The Thai trial related to HIV vaccine, showing a 31 percent protection in the case of the 16,000 HIV-infected volunteers, marks a notable advance in the two-and-a-half decade long HIV vaccine research, underscoring the possibility of an AIDS vaccine.
The study, costing $105 million, observed the volunteers over a three-year period after their enrolment in October 2003. The participants were administered a sixth-monthly combination course of four doses of ALVAC vaccine and two doses of AIDSVAX.

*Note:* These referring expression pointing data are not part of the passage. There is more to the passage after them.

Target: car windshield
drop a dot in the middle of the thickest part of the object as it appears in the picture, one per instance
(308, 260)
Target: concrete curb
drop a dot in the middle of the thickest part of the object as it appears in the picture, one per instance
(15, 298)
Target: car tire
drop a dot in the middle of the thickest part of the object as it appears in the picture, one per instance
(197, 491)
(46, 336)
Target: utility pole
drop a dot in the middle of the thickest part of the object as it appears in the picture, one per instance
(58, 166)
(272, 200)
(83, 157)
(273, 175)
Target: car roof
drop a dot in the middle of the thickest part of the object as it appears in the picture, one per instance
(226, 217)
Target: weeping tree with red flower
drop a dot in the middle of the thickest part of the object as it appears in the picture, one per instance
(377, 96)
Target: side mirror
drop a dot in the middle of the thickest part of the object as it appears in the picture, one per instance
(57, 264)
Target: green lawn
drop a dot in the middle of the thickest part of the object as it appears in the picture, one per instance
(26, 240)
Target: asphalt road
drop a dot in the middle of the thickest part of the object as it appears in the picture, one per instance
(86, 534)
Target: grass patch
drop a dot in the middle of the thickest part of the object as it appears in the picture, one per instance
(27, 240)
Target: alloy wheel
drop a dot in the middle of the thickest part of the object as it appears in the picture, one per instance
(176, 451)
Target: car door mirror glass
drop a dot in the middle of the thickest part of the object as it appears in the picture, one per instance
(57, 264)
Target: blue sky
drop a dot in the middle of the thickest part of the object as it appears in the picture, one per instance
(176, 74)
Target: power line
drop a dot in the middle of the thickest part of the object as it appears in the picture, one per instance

While the vaccines had shown little protection against HIV infection in individual trials, the combination dose reduced the chances of infection of the deadly disease in 31.2 participants, vis-à-vis those who received placebo shots.
With the HIV virus affecting over 2.7 million people per year, the findings Thai HIV vaccine trial have served as a much-needed impetus for governments and funders worldwide to make the necessary resources available for addressing the pertinent questions raised by this trial, which was conducted by the US Army and the health officials in Thailand.
Commenting on the study's results, Anthony S. Fauci - director of the National Institute of Allergy and Infectious Diseases, which largely funded the study - said: "These new findings represent an important step forward in HIV vaccine research. Additional research is needed to better understand how this vaccine regimen in the Thai study reduced the risk of HIV infection."